Regulation of cell proliferation is a critical facet of carcinogenesis; consequently, one mechanism proposed for nongenotoxic mouse liver carcinogens, including the trihalomethanes, is the enhancement of cell proliferation (Butterworth et al., 1992; Goodman et al., 1991; Roberts et al., 1997). Decreased methylation of DNA and protooncogenes could result in decreased regulation of cell proliferation (Counts and Goodman, 1995). 5-Methylcytosine (5-MeC) is a naturally occurring modification of eukaryotic DNA that plays a role in the control of gene expression (Baylin et al., 1998; Kegelmeye et al., 1997; Razin and Kafri, 1994; Wolffe et al., 1999). Decreased levels of 5-MeC in DNA and in specific genes are frequent early events in human and rodent tumors (Baylin et al., 1998; Bender et al., 1998; Bird et al., 1996; Pascale et al., 1993). In mouse liver, nongenotoxic carcinogens, including dichloroacetic acid (DCA), phenobarbital, trichloroacetic acid (TCA), and trichloroethylene, have been shown to decrease the methylation of DNA and protooncogenes (Counts and Goodman, 1995; Counts et al., 1996; Tao et al., 1998, 1999 Tao et al., 2000). Thus, DNA hypomethylation has been proposed as a mechanism for nongenotoxic carcinogens and tumor promoters (Counts and Goodman, 1995).

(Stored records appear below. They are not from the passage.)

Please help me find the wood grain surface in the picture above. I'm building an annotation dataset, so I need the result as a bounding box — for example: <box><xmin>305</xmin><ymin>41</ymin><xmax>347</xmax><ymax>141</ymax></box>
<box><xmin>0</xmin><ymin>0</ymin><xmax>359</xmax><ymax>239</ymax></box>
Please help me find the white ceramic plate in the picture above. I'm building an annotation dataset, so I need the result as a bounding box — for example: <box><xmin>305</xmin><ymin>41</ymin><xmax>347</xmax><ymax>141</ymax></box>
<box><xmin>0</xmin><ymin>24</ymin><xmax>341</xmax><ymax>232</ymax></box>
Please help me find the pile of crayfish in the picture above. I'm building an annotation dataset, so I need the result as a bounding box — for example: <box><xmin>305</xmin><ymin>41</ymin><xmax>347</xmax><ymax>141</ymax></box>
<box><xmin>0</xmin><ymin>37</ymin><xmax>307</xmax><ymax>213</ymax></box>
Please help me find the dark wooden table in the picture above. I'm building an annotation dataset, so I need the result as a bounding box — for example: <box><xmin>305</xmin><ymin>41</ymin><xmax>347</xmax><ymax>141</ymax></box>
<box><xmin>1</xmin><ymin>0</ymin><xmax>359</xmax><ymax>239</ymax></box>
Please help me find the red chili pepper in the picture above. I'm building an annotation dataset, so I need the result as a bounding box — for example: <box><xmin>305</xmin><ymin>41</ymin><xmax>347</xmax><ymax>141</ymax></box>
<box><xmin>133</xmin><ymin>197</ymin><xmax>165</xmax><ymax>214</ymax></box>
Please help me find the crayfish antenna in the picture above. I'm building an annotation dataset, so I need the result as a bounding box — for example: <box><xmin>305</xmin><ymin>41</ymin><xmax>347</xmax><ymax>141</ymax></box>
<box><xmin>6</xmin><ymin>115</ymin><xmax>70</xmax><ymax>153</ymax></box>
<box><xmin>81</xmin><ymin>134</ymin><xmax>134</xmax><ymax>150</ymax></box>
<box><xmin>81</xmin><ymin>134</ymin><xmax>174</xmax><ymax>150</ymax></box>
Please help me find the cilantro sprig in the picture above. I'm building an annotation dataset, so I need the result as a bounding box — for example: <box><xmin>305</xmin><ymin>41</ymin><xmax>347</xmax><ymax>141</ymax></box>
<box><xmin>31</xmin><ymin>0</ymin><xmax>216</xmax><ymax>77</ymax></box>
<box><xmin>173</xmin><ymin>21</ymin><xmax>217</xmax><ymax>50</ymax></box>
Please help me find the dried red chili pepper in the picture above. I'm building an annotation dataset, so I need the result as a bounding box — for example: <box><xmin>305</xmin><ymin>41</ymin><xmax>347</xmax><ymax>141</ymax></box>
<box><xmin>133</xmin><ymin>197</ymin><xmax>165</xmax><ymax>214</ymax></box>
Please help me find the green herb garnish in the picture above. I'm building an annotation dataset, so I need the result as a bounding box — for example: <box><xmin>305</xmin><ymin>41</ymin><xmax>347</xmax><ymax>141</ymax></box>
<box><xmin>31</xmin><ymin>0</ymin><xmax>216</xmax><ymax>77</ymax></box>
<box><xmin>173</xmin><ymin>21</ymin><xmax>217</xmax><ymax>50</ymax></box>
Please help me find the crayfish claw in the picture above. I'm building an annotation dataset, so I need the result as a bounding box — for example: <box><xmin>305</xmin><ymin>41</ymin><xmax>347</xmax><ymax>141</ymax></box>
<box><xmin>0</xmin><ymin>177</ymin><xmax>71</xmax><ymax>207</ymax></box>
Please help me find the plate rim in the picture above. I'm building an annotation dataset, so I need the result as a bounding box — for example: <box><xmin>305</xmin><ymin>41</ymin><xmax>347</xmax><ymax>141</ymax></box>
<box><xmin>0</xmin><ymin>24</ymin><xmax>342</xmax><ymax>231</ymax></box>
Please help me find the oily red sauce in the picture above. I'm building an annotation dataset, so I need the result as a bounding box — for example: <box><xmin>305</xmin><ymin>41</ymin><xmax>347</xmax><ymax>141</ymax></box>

The protooncogene and cellular transcription factor, c-myc, plays a pivotal role in apoptosis, cell replication, and differentiation (Christensen et al., 1999; Holden et al., 1998). The expression of c-myc is increased in the liver during enhanced cell proliferation (Butterworth et al., 1994; Fausto and Shank, 1983; Sprankle et al., 1996; Wainfan and Poirier, 1992). Methylation of CpG sites in its promoter region regulates in part the expression of its mRNA (Jones and Buckley, 1990; Razin and Kafri, 1994; Wainfan and Poirer, 1992). The methylation of the c-myc gene is decreased by a diet deficient in choline and methionine (Wainfan and Poirer, 1992) and by DCA, TCA, and trichloroethylene (Tao et al., 1999Tao et al., 2000). Thus, decreased methylation of the c-myc gene could be used as a biomarker for DNA hypomethylation induced by nongenotoxic carcinogens.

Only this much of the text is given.